The future of energy - Thorium
We live in a world of finite resources. Some of those finite resources are coal, oil, and gas that so many people rely on for energy. Alternative energy sources are very important to our survival as a race. There are many different alternative energy sources available to us. One such source is thorium.
Thorium is one of the chemical elements. It has an atomic number of ninety. It is called Thorium in honor of Thor, the god of thunder and lightning. Thorium was first discovered in the year 1828. It was first found by a mineralogist named Morton Thrane Esmark. Its chemical properties were identified and catalogued by the Swedish chemist, Jons Jakob Berzelius.

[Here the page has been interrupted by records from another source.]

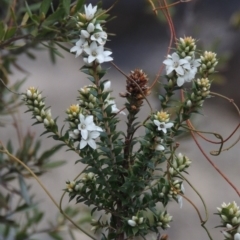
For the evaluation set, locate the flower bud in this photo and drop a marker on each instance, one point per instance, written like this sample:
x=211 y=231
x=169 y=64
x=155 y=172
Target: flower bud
x=132 y=223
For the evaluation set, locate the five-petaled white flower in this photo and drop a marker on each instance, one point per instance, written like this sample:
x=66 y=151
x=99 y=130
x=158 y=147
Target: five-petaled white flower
x=81 y=44
x=94 y=52
x=107 y=86
x=87 y=125
x=173 y=62
x=237 y=236
x=89 y=140
x=99 y=37
x=90 y=11
x=162 y=126
x=159 y=146
x=74 y=134
x=97 y=53
x=132 y=223
x=114 y=108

Thorium is a common element. It is found mostly in the crust and mantle of the planet. There is more thorium available in nature than there is tin. Scientists use a procedure called gamma spectroscopy to help them find thorium rich deposits. Thorium does not exist by itself, but can be extracted from several other minerals. Scientists have even discovered thorium on the moon.
Thorium has been used for many things since its discovery. It was used in gas lamps as a light source, and also was used as an alloy in metalworking. These practices were largely discontinued because of the radioactivity of thorium. Thorium is still used sometimes in the construction of scientific equipment, where its radioactive properties are not a factor.
But its radioactive properties also make it a viable energy source. Thorium can be used in place of uranium to power a nuclear reactor. Some speculate that the thorium available in the earth's crust could power the whole world for over ten thousand years. Many countries are working on a thorium based nuclear energy source, including the United States, India, China, Russia, the UK, and Japan.
Research is still ongoing. Using thorium as an energy source is a good idea, but there are still some technical issues that must be solved. Most of the world today does not have the technological infrastructure to safely handle nuclear materials safely. Political concerns have also done their fair share in stifling research into alternative energy sources.
There are also quite a few advantages to thorium based energy. There is a lot of thorium available to use in nature. Taking thorium out of the earth's crust is not as destructive as the processes used to mine coal, oil and gas. Using thorium to power nuclear reactors is a lot safer than using uranium. Thorium is more stable than uranium, and it does not produce very much plutonium as a byproduct.
One of the most important things about thorium is that it can be used safely as a nuclear energy power source. Thorium is not used in the same manner, it is molten inside of a reactor, instead of a solid like uranium. This eliminates the need for the large cooling systems found on uranium based reactors. This also eliminates the need to store rods once they are depleted, because thorium is a self-sustaining energy source.
Some scientists still have a few concerns about using thorium as an energy source. They believe that more testing is required to completely analyze the possible side effects of using thorium. They also state that using thorium will be expensive at first, because the technology available is not quite ready for it. There is also the possibility that thorium can produce dangerous gamma radiation when it is being used for nuclear energy. These concerns must be fully addressed before the world is ready to step into the nuclear age.
Using thorium as an energy source has both pros and cons. It can be used safely, but if not used correctly it can be dangerous. It will be expensive at first to use thorium but as technology advances that cost will go down. Many of the world's nations are already developing thorium based energy plants, soon we could all be living with thorium based power.
Thorium is cleaner than fossil fuels, and there is a lot more of it. It is too bad that political concerns will continue to dominate the issue of energy production. Now is the time for the world to move forward with thorium based energy, sadly we may have to wait a while longer.